Explanation of the 95 GeV $\gamma\gamma$ and $b\bar{b}$ excesses in the Minimal Left-Right Symmetric Model

TL;DR

This paper explains the 95 GeV gamma-gamma and b-bbar excesses observed by CMS, ATLAS, and LEP using a scalar in the minimal left-right symmetric model, linking it to neutrino mass generation without extra scalars.

Contribution

It demonstrates that the minimal LRSM scalar responsible for neutrino seesaw can account for the observed excesses without additional scalar fields.

Findings

The scalar couples mainly to heavy right-handed particles, evading constraints.

Diphoton decay contributions come from mixing with the SM Higgs and heavy charged bosons.

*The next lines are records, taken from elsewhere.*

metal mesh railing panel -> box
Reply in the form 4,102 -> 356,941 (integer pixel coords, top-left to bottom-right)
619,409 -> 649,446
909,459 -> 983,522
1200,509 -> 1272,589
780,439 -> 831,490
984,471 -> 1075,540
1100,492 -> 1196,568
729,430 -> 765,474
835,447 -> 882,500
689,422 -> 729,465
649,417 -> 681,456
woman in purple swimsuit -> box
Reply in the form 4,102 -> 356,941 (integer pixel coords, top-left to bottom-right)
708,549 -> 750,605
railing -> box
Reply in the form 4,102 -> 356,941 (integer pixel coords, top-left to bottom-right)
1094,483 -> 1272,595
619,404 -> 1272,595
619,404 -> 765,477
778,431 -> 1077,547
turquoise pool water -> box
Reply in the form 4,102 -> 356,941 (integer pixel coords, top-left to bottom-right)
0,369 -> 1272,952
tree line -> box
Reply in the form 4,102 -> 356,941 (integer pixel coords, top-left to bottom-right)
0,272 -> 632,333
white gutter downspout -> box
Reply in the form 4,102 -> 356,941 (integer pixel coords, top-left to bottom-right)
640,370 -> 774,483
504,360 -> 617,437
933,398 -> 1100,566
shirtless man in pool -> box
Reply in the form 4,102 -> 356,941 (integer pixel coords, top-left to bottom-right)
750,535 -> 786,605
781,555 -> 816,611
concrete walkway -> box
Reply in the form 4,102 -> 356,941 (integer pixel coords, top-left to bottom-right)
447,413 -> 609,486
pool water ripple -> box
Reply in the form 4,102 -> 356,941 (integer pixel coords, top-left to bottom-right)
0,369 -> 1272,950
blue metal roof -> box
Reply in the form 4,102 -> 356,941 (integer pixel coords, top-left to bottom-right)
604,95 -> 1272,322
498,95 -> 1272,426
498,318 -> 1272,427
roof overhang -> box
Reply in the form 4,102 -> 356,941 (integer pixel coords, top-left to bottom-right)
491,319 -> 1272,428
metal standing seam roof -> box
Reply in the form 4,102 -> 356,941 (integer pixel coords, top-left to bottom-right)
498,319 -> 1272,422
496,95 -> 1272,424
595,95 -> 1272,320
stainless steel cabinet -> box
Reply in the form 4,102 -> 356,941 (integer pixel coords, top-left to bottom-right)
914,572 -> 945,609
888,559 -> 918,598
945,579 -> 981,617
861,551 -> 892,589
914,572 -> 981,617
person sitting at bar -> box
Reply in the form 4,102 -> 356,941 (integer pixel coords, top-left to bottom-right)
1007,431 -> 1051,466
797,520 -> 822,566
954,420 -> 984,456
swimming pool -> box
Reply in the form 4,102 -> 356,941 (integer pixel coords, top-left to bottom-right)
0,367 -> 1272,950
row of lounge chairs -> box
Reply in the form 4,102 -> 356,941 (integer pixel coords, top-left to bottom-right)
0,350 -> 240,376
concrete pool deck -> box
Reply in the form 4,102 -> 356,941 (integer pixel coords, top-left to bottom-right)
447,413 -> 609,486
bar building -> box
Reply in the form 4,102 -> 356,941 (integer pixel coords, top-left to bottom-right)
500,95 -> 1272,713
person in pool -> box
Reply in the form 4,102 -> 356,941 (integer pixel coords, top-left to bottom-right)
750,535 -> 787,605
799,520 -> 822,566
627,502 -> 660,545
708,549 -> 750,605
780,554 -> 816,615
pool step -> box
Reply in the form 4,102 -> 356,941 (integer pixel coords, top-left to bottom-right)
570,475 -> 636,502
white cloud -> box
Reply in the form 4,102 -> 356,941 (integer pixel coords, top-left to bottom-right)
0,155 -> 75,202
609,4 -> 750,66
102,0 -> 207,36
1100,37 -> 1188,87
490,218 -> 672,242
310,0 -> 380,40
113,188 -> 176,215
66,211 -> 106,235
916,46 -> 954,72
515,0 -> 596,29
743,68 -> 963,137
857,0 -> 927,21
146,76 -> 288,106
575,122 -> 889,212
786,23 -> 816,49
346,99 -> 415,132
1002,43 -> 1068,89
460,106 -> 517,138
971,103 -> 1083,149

Parameter space can be tested with future high-precision Higgs measurements.

Abstract

We propose a simple interpretation of the $\gamma\gamma$ excesses reported by both CMS and ATLAS groups at 95 GeV together with the LEP excess in the $Zb\bar{b}$ channel around the same mass in terms of a neutral scalar field in the minimal left-right symmetric model (LRSM). We point out that the scalar field which implements the seesaw mechanism for neutrino masses has all the right properties to explain these observations, without introducing any extra scalar fields. The key point is that this scalar particle is hardly constrained because it couples only to heavy right-handed particles. As a result, the diphoton decay mode receives contributions from both mixing with the Standard Model (SM) Higgs and the heavy charged bosons in the LRSM, depending on the $SU(2)_R\times U(1)_{B-L}$ symmetry breaking scale $v_R$. The complete allowed parameter space for explaining the 95 GeV excesses in this model can be probed with the high-precision measurements of the SM Higgs mixing with other scalars at the high-luminosity LHC and future Higgs factories.